In addition, contracts of insurance are strictly construed in favor of the insured, and if the disputed provision is susceptible to more than one plausible meaning, the meaning favorable to the insured controls. Tata v. Nichols, 848 S.W.2d 649, 650 (Tenn.1993) ; VanBebber v. Roach, 252 S.W.3d 279, 284 (Tenn.Ct.App.2007). However, a “strained construction may not be placed on the language used to find ambiguity where none exists.” Farmers–Peoples Bank v. Clemmer, 519 S.W.2d 801, 805 (Tenn.1975).

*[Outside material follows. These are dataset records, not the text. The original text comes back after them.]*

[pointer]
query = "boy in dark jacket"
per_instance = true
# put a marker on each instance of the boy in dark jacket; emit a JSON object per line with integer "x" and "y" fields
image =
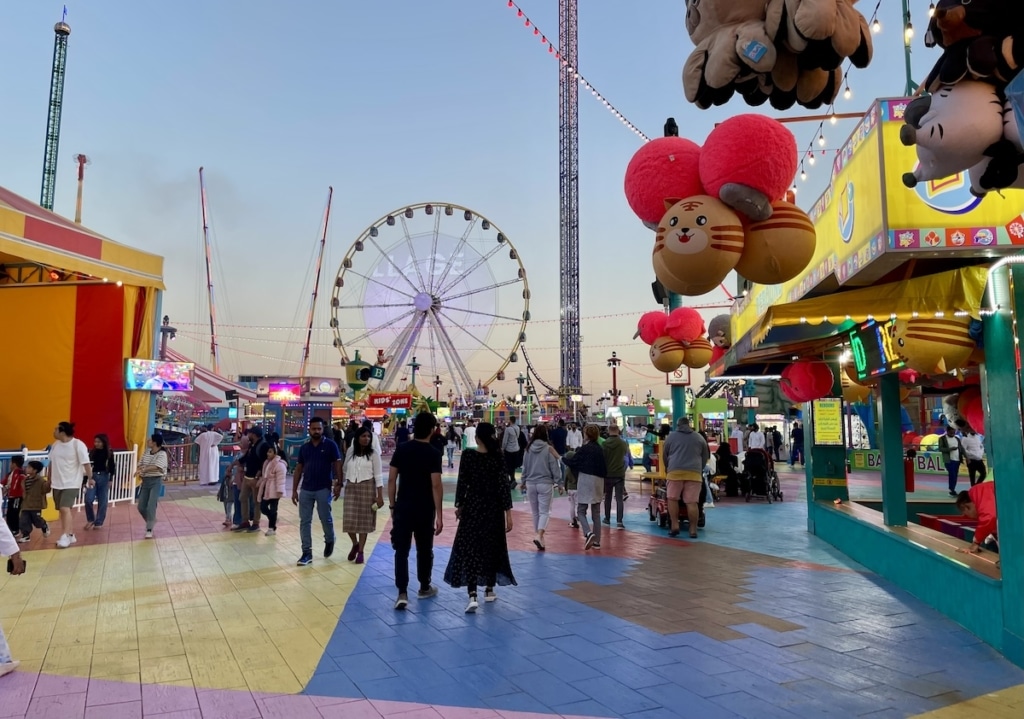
{"x": 614, "y": 449}
{"x": 34, "y": 502}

Garrison, 377 S.W.3d at 663–64

. The “ordinary meaning” envisioned is the meaning that the average policy holder and insurer would attach to the policy language. Artist Bldg. Partners v. Auto–Owners Mut. Ins. Co., 435 S.W.3d 202, 216 (Tenn.Ct.App.2013) (citing Swindler v. St. Paul Fire & Marine Ins. Co., 223 Tenn. 304, 444 S.W.2d 147, 148 (1969) ).

IV. DISCUSSION

Again, the policy at issue provided coverage for “personal effects” of the insured located at the described premises. The limited issue before us is whether the fencing material located on Plaintiff's trailer constituted “personal effects.”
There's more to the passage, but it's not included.